Classification Model Training and Validation

In order to ensure the consistency of the labeling by the 2 experts, the complaint data were independently labeled by the 2 experts. Secondary annotations for the data of different categories were made by PAC staff from our cooperative hospital, comprising 3 people in total. Finally, the classification results were counted from 5 people for this annotation, and the category that received the most votes was determined as the final complaint classification annotation. We implemented a comparison of several well-known ML classifiers to determine if a supervised ML algorithm can achieve a reasonable classification accuracy compared to the expert rules. The complaint types are “communication problem,” “diagnosis and treatment,” “management problem,” and “sense of responsibility.” The sample counts for each type are shown in Table 1.

In total, 3 ML methods (MLR, MNB, and SVMs) were used to train and validate the model. In the training process, 75% (539/719) of the data in each category were used for training, the rest of 25% (180/719) was used for verification. Another 376 patient complaint records from Hangzhou Cancer Hospital were used for external testing of the trained model with the best performance in the training and verification section. The composition of the 376 patient complaint records is communication problem (n=122), diagnosis and treatment (n=89), management problem (n=85), and sense of responsibility (n=80). The performance of ML algorithms in the training and verification sets is shown in Table 2. To assess the generalization ability of the trained model in a more objective manner, a 5-fold cross-validation (CV) was applied to evaluate the model performance during external testing.

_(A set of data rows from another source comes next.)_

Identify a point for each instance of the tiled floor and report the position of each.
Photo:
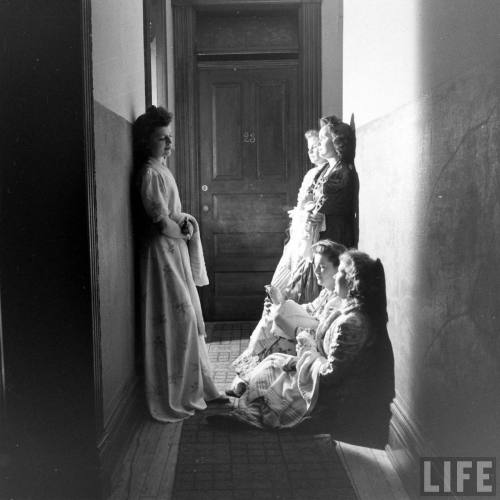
(195, 461)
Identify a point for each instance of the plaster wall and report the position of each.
(119, 97)
(428, 161)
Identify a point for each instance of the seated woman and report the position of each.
(283, 390)
(275, 331)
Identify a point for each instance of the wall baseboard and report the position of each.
(118, 431)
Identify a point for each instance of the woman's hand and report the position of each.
(315, 218)
(290, 365)
(267, 306)
(187, 229)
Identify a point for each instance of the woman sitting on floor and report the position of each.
(276, 330)
(283, 390)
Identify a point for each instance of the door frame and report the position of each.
(185, 78)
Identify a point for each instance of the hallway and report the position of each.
(422, 79)
(193, 461)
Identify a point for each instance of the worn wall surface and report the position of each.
(119, 97)
(428, 161)
(331, 57)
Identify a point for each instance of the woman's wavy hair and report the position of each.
(365, 280)
(330, 249)
(343, 135)
(144, 126)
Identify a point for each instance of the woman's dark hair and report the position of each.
(365, 280)
(330, 250)
(144, 126)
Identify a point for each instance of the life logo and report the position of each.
(458, 476)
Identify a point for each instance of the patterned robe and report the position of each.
(278, 398)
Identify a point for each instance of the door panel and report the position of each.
(249, 177)
(226, 110)
(270, 99)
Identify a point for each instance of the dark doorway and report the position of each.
(246, 90)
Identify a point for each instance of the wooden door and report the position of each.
(249, 175)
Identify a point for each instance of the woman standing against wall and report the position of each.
(177, 370)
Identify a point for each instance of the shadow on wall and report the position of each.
(454, 374)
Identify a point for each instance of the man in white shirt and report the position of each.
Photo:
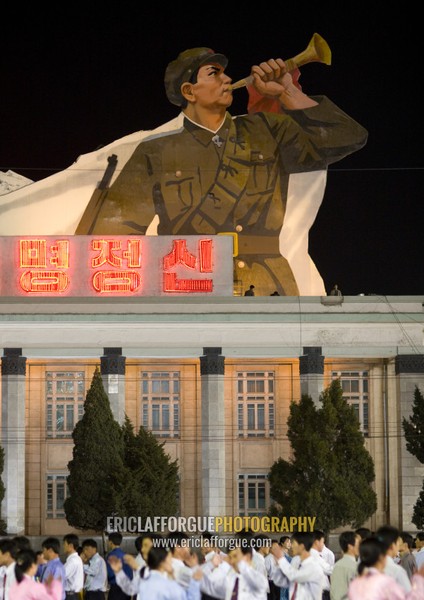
(74, 567)
(8, 553)
(234, 577)
(419, 543)
(327, 568)
(346, 568)
(390, 536)
(95, 571)
(304, 575)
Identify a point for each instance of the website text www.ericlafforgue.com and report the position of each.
(223, 543)
(213, 525)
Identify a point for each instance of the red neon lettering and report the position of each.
(32, 253)
(44, 281)
(116, 281)
(109, 251)
(172, 284)
(60, 254)
(179, 255)
(205, 254)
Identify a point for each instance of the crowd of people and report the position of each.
(382, 565)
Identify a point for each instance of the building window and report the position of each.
(255, 403)
(253, 495)
(355, 386)
(57, 492)
(65, 395)
(160, 402)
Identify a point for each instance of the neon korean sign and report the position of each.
(107, 266)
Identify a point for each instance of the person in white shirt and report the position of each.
(95, 571)
(8, 553)
(419, 554)
(261, 548)
(346, 568)
(74, 567)
(209, 545)
(328, 555)
(234, 577)
(327, 568)
(303, 575)
(390, 537)
(159, 584)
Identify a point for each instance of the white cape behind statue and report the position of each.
(55, 205)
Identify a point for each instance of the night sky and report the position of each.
(74, 79)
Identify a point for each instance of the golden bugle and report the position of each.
(316, 51)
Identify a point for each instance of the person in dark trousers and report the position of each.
(114, 543)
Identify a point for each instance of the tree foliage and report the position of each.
(413, 427)
(153, 482)
(330, 473)
(3, 525)
(97, 473)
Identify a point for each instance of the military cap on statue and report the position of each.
(182, 69)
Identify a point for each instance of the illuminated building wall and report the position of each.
(163, 358)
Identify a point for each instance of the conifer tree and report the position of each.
(330, 473)
(413, 428)
(97, 474)
(153, 482)
(2, 490)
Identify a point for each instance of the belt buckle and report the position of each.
(234, 235)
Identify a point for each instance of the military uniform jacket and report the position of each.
(232, 180)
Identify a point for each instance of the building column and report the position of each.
(409, 369)
(311, 369)
(213, 432)
(13, 367)
(112, 368)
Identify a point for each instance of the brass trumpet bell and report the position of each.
(316, 51)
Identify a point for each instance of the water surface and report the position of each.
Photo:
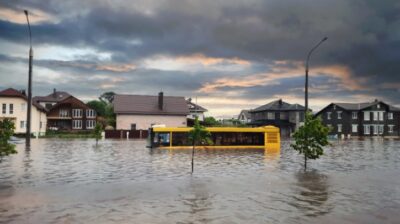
(72, 181)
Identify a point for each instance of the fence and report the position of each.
(124, 134)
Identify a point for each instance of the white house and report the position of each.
(14, 106)
(195, 110)
(140, 112)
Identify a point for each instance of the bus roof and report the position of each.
(218, 129)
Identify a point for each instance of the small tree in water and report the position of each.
(310, 138)
(6, 131)
(97, 132)
(199, 136)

Figure 1 summarizes the entire process of preprocessing and ML method for patient complaint classification.

Table 1

Sample number of complaints for each type in the training and verification sets.

Category	Sample size of raw data	Sample size after SMOTE^a
Communication problem	719	719
Diagnosis and treatment	376	719
Management problem	260	719
Sense of responsibility	86	719
Total	1441	2876

^aSMOTE: Synthetic Minority Oversampling Technique.

Table 2

Comparison of the performance of 3 machine learning algorithms.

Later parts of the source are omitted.